During off-pump coronary bypass grafting, surgical manipulation and dislocation of the heart may cause cardiovascular instability. Monitoring of cardiac output facilitates intraoperative haemodynamic management but pulmonary artery catheters are often considered too invasive. Pulse contour analysis and transoesophageal echocardiography could serve as alternatives, but there is controversy about their accuracies. We validated pulse contour analysis using a standard radial arterial catheter (PulseCO™) and aortic Doppler flowmetry with transoesophageal echocardiography in patients undergoing off-pump coronary bypass surgery.
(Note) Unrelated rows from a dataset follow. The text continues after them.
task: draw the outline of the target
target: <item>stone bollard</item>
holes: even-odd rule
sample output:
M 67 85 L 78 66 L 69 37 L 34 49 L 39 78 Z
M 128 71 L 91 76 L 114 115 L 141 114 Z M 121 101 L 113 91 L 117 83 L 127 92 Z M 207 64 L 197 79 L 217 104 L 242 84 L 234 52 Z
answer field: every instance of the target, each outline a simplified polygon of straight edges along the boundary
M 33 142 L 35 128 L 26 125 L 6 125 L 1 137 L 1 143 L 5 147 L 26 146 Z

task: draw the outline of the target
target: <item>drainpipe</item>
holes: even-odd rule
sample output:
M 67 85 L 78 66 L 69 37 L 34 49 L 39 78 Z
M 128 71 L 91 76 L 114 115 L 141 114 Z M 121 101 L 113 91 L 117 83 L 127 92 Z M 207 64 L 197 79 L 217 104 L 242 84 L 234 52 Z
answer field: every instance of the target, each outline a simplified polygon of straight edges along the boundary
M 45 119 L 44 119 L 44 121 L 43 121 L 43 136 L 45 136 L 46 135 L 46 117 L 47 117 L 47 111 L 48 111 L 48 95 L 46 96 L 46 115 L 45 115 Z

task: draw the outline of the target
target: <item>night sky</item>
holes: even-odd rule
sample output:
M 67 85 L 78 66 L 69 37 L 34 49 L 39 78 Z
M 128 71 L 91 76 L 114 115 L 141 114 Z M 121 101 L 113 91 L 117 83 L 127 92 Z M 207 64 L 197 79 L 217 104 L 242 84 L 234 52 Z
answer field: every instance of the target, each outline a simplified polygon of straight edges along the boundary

Pulmonary arterial thermodilution served as the reference technique.
Methods
In 20 patients undergoing off-pump coronary bypass, cardiac output was measured with bolus thermodilution (COTD), pulse contour analysis (COPC), and transoesophageal echocardiography (COecho) at fixed time intervals during the procedure. Data were compared using linear regression and Bland–Altman analysis. At the end of the procedure, dobutamine was infused at a rate of 2.5 μg kg−1 min−1 in six patients to study the agreement between methods in quantifying changes in cardiac output.
Results
Comparison between COPC and COTD showed a bias ± limits of agreement of −0.03 ± 1.30 L min−1 (mean error 29%). Doppler echocardiography was not always feasible when the heart was displaced from the oesophagus and had lower accuracy: bias ± limits of agreement vs. COTD was 0.45 ± 1.93 (mean error 43%). Increases in cardiac output induced by dobutamine were well quantified both by pulse contour analysis (COPC = 0.76 × COTD + 0.58; r2 = 0.65) and Doppler, although the latter tended to overestimate these changes (COecho = 1.58 × COTD − 0.13; r2 = 0.53).
Conclusions
Calibrated pulse contour analysis using the PulseCO system is an acceptable technique to measure cardiac output non-invasively in off-pump coronary bypass patients. Doppler echocardiography performs less well and is not always feasible with transoesophageal echocardiography when the heart is displaced.